Apoptosis ( /ˌæpəˈtoʊsɪs/) is the process of programmed cell death (PCD) that may occur in multicellular organisms. Biochemical events lead to characteristic cell changes (morphology) and death. These changes include blebbing, cell shrinkage, nuclear fragmentation, chromatin condensation, and chromosomal DNA fragmentation. (See also Apoptosis DNA fragmentation.) Unlike necrosis, apoptosis produces cell fragments called apoptotic bodies that phagocytic cells are able to engulf and quickly remove before the contents of the cell can spill out onto surrounding cells and cause damage.

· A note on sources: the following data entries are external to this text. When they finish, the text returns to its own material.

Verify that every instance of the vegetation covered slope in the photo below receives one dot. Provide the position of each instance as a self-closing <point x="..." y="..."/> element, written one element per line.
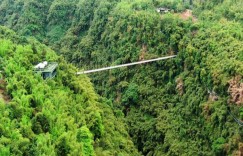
<point x="183" y="106"/>
<point x="60" y="116"/>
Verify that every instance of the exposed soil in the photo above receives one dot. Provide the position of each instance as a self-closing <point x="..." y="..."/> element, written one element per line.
<point x="187" y="15"/>
<point x="3" y="94"/>
<point x="236" y="90"/>
<point x="143" y="52"/>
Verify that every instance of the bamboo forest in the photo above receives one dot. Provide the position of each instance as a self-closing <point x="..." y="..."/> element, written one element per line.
<point x="186" y="105"/>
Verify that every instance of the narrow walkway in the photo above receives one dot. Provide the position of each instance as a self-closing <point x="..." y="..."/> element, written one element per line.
<point x="124" y="65"/>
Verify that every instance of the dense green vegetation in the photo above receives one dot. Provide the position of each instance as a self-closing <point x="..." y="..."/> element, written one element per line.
<point x="58" y="116"/>
<point x="182" y="106"/>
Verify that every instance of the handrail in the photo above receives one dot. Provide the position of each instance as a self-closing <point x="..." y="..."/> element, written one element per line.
<point x="125" y="65"/>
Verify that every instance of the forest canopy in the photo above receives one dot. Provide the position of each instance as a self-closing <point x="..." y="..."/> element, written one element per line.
<point x="188" y="105"/>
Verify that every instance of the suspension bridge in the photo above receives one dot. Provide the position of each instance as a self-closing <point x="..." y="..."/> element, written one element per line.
<point x="125" y="65"/>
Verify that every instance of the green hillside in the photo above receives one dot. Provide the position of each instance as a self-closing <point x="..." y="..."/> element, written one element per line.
<point x="57" y="116"/>
<point x="188" y="105"/>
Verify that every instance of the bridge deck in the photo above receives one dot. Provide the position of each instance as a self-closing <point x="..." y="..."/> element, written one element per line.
<point x="124" y="65"/>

In contrast to necrosis, which is a form of traumatic cell death that results from acute cellular injury, apoptosis, in general, confers advantages during an organism's life cycle. For example, the differentiation of fingers and toes in a developing human embryo occurs because cells between the fingers apoptose; the result is that the digits are separate. Between 50 and 70 billion cells die each day due to apoptosis in the average human adult. For an average child between the ages of 8 and 14, approximately 20 billion to 30 billion cells die a day.

Research in and around apoptosis has increased substantially since the early 1990s. In addition to its importance as a biological phenomenon, defective apoptotic processes have been implicated in an extensive variety of diseases. Excessive apoptosis causes atrophy, whereas an insufficient amount results in uncontrolled cell proliferation, such as cancer.